When we talk about the 'difference of numbers', we simply mean finding out how much one number is different from another. In algebra, this usually means performing subtraction. For example, in the problem 'the difference of -5 and -30', we translate this to an algebraic expression as -5 minus -30. That looks like this: -5 - (-30)
Remember, whenever we find the difference, we always start with the first number mentioned and subtract the second number from it. In this case, it’s important to understand that working with negative numbers follows specific rules, which we will cover in the next section.

Subtracting negative numbers can be a little tricky at first, but once you understand the rules, it's straightforward.

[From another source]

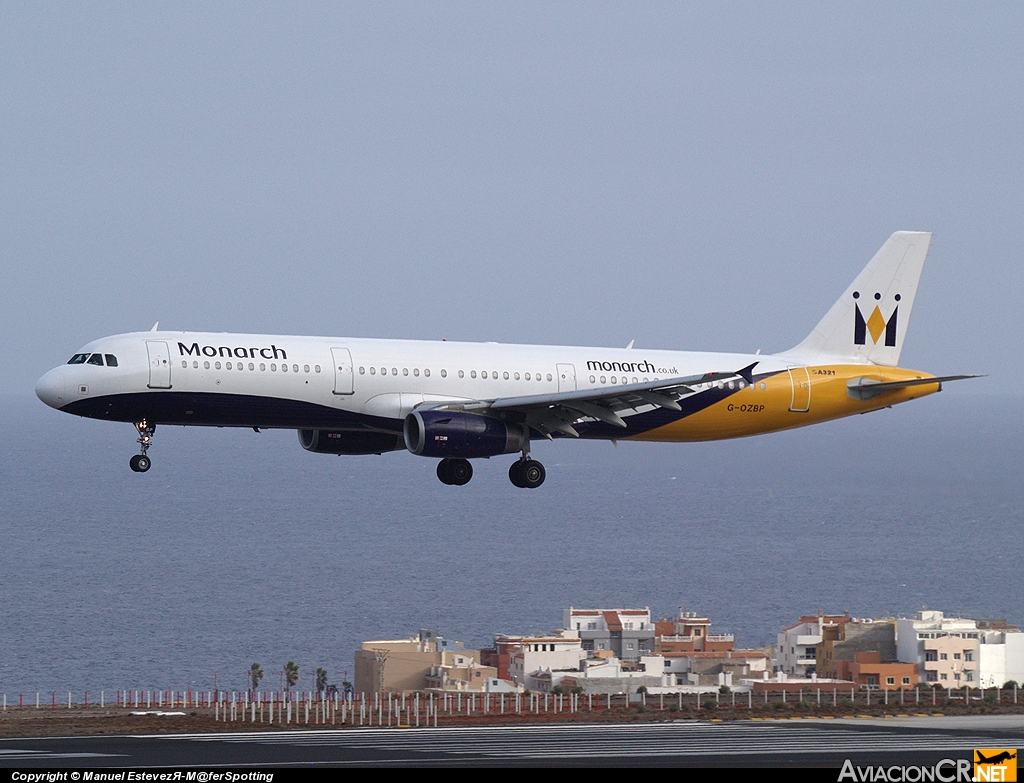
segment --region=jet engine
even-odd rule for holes
[[[388,432],[344,430],[299,430],[299,443],[318,454],[382,454],[404,444],[401,435]]]
[[[406,417],[406,448],[420,456],[497,456],[522,449],[523,428],[474,414],[414,410]]]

When you subtract a negative number, it changes to adding the positive version of that number. Think of it as removing a debt. If you owe someone negative \(5 (which means they owe you \)5), it's like adding $5 to your total. So, -5 - (-30) becomes -5 + 30.

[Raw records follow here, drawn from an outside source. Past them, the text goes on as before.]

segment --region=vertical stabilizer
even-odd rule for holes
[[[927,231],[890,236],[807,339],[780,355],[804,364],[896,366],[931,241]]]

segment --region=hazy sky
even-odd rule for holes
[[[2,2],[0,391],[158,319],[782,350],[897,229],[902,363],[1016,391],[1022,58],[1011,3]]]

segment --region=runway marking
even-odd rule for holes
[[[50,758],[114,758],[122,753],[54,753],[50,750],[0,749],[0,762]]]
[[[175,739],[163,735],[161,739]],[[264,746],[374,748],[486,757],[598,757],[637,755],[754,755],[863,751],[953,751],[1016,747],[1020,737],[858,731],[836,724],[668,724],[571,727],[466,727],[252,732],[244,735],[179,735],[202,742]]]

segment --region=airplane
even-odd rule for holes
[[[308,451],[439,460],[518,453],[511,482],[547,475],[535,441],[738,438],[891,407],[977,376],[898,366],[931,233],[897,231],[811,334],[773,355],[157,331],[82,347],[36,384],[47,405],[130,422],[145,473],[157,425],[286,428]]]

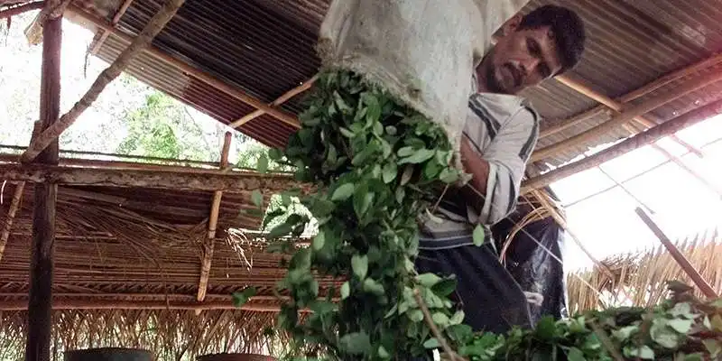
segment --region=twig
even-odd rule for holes
[[[421,309],[421,312],[423,313],[423,319],[426,321],[426,324],[429,326],[429,329],[431,329],[431,334],[434,335],[434,338],[439,341],[441,345],[441,348],[443,348],[444,352],[451,357],[451,361],[460,361],[462,358],[457,355],[457,353],[449,347],[449,344],[446,342],[446,338],[441,335],[441,332],[439,331],[439,328],[436,327],[433,319],[431,319],[431,312],[429,311],[429,308],[426,307],[426,303],[421,299],[421,294],[419,292],[418,288],[413,290],[413,297],[416,299],[416,303],[419,304],[419,308]]]
[[[133,42],[118,55],[117,59],[116,59],[107,69],[100,73],[80,100],[79,100],[68,113],[64,114],[59,121],[45,129],[37,139],[30,143],[28,149],[23,153],[21,160],[25,162],[30,162],[51,143],[57,139],[63,131],[72,125],[73,123],[78,120],[78,117],[97,99],[97,97],[100,96],[103,89],[120,75],[133,58],[142,53],[151,45],[151,42],[153,42],[153,38],[161,32],[165,24],[171,21],[184,2],[185,0],[171,0],[166,3],[148,22],[148,24],[145,25],[141,33],[134,39]]]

• A key point to remember is: - Subtracting a negative is the same as adding a positive.
• Instead of **-a - (-b)**, think of it as **-a + b**.

Let's take another example from the exercise: -13 - (-6). This translates to -13 + 6. The act of subtracting a negative turned into adding the positive version of that number.

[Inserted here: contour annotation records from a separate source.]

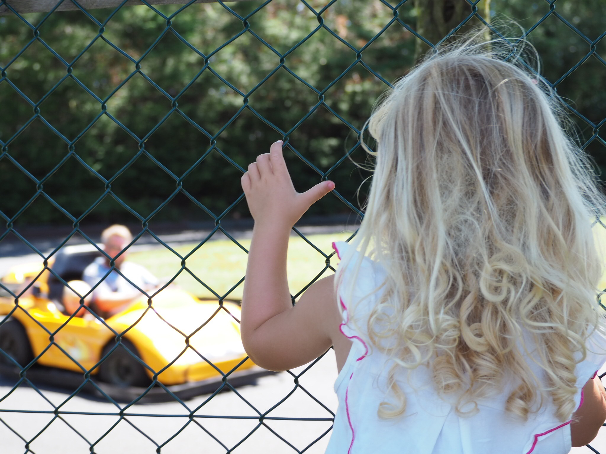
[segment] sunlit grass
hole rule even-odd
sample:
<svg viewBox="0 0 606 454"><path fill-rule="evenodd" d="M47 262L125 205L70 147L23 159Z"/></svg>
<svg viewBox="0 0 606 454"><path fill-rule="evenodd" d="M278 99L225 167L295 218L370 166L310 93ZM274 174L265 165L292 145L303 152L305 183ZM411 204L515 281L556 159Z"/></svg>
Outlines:
<svg viewBox="0 0 606 454"><path fill-rule="evenodd" d="M326 254L333 252L332 242L344 241L351 235L351 232L344 232L322 235L310 235L307 239ZM239 242L247 249L250 246L250 240ZM183 245L175 248L182 256L189 254L196 243ZM230 240L219 240L206 243L185 260L187 269L195 275L208 287L221 296L225 294L244 276L246 271L247 254ZM165 248L133 252L128 260L144 265L161 281L170 280L181 268L181 259ZM325 266L325 258L302 238L290 237L288 243L287 260L288 286L290 292L295 295L313 280ZM331 258L331 264L335 267L338 262L336 256ZM324 271L322 277L332 274L330 269ZM174 282L181 288L199 297L215 298L216 296L198 282L186 270L183 270ZM225 297L229 300L242 299L244 283L231 290Z"/></svg>

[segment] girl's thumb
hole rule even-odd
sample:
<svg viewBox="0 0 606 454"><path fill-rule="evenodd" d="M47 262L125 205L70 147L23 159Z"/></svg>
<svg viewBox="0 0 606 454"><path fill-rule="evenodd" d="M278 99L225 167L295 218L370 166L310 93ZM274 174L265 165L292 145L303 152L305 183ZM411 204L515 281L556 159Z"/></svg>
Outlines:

Simplification is about making the expression as straightforward as possible. After translating and rewriting the problem in simpler terms, we perform the arithmetic operation directly. Using our example, -5 - (-30) changed to -5 + 30. Now, we can add the numbers: -5 + 30 equals 25. Another example, -13 - (-6), changed to -13 + 6. Now, perform the addition: -13 + 6 equals -7.

• Simplification helps to reach the final value in the easiest way possible.
• Always follow the rule: Subtracting a negative is adding a positive.
• Perform arithmetic carefully to avoid mistakes.